Senza rendersene conto,
e papa Francesco e Paolo Mieli hanno mostrato, in tutta evidenza, quella che
possiamo definire la più grave delle moderne cinque piaghe della Chiesa: quella
del post-concilio, che, «occupandosi a pieno titolo del mondo, […] ha
rinunciato alla gestione del sacro» (U. Galimberti,
Cristianesimo. La religione dal cielo vuoto, ed. Feltrinelli, Milano
2012, p. 29); che, «smarrite le ultime tracce del sacro, […] ha ridotto la
dimensione religiosa a questione morale» (ivi, p. 30); che, avendo «dato
avvio a quella progressiva desacralizzazione del sacro di cui il nostro
tempo è tangibile testimonianza» (ivi, p. 25), ha sovvertito radicalmente
il cristianesimo, il quale «si è ridotto ad agenzia etica […], s’è fatto
evento diurno, lasciando la notte indifferenziata del sacro alla
solitudine dei singoli, […] che oggi, senza la protezione religiosa, devono
vedersela da soli con l’abisso della propria follia, che il sacro sapeva rappresentare
e la ritualità religiosa placare» (ivi, p. 10).

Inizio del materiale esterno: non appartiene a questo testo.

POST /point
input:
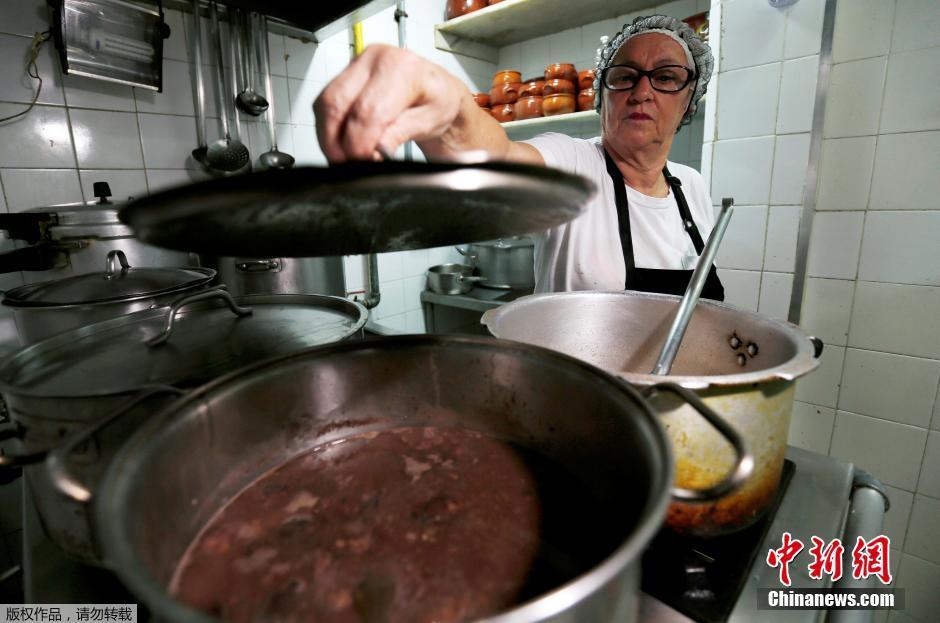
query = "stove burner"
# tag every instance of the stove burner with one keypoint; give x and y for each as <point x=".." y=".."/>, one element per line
<point x="702" y="578"/>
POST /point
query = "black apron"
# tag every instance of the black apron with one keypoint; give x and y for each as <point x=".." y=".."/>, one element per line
<point x="664" y="281"/>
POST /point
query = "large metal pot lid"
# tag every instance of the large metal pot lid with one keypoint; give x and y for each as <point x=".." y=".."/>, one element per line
<point x="358" y="207"/>
<point x="118" y="282"/>
<point x="207" y="339"/>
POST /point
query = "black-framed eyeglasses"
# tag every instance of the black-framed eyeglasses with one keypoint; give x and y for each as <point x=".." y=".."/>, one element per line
<point x="668" y="78"/>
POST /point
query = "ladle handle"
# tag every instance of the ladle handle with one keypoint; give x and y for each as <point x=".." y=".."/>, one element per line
<point x="65" y="481"/>
<point x="681" y="322"/>
<point x="218" y="292"/>
<point x="743" y="459"/>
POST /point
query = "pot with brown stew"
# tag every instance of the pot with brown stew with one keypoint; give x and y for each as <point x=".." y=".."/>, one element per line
<point x="415" y="478"/>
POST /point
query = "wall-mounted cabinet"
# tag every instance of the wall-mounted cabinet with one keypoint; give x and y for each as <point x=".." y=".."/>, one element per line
<point x="480" y="34"/>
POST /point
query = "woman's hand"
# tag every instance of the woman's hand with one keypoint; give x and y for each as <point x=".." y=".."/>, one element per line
<point x="388" y="96"/>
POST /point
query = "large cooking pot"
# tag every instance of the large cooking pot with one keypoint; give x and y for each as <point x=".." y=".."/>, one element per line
<point x="57" y="388"/>
<point x="505" y="263"/>
<point x="41" y="310"/>
<point x="741" y="364"/>
<point x="281" y="275"/>
<point x="183" y="465"/>
<point x="74" y="239"/>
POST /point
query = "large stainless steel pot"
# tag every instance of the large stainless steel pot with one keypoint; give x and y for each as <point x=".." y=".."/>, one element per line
<point x="55" y="389"/>
<point x="742" y="364"/>
<point x="281" y="275"/>
<point x="41" y="310"/>
<point x="74" y="239"/>
<point x="504" y="263"/>
<point x="181" y="466"/>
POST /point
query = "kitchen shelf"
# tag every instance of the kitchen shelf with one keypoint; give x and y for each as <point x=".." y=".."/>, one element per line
<point x="575" y="124"/>
<point x="480" y="34"/>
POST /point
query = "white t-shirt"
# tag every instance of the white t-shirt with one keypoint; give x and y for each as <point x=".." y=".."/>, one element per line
<point x="585" y="254"/>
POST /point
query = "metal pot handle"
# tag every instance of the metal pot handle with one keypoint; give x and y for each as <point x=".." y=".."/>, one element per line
<point x="217" y="292"/>
<point x="56" y="463"/>
<point x="743" y="459"/>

Di qui quel senso di orfanezza
spirituale, che non risparmia, come direbbe papa Montini, «i buoni
cattolici, i bravi figli della Chiesa» (Udienza
generale, 12.1.1966), dimentichi
e dimenticati di esserne figli.
Dopo il celeberrimo “Discorso
alla luna” (v. qui),
il concetto della fraternità papale ha inesorabilmente finito col soppiantare
quello della paternità del Romano Pontefice. Gli ultimi papi (compreso
l’attuale), contrariamente al loro nome (“papa” deriverebbe da pater patrum,
e, comunque, vuol dire padre), hanno, nel linguaggio personale e istituzionale,
rinunciato a chiamare i fedeli “figli/figlioli”, rivolgendosi a loro e a tutti
con l’espressione “fratelli/sorelle” (papa Ratzinger, addirittura, ha usato
l’espressione “amici”), nel tentativo di abbracciare anche persone di altre
fedi, compresi gli agnostici, in nome di un dialogo, il quale, superesaltando la
frase attribuita a Giovanni XXIII («È più forte quello che ci unisce di
quello che ci divide»), trascura – soprattutto sotto questo vescovado
romano – il fatto che, come ricorda sempre il Montini, «l’Ecumenismo non è
semplicismo, non è irenismo superficiale e incurante delle intrinseche istanze
della verità religiosa» (Udienza
generale, 18.1.1967).
E un papa non può non
farsi carico delle intrinseche istanze della verità religiosa! Non può esprimersi
in modo semplicistico e irenico – come esattamente fa Bergoglio – con frasi
evasive del tipo «Chi sono io per giudicare?», o alla domanda «“Mi dica, Padre:
perché soffrono i bambini?”, davvero, io non so cosa rispondere» (Udienza
generale, 4.1.2017). È
un’omissione grave che, se da una parte conferma la “orfanezza autoreferenziale”
di questo papa, dall’altra “sgretola il dogma dell’infallibilità pontificia”,
come ha acutamente fatto osservare Galimberti a proposito della Chiesa sotto
Francesco, la quale, più che essere una Chiesa in uscita, ha oramai
tutti i requisiti per essere una Chiesa in liquidazione.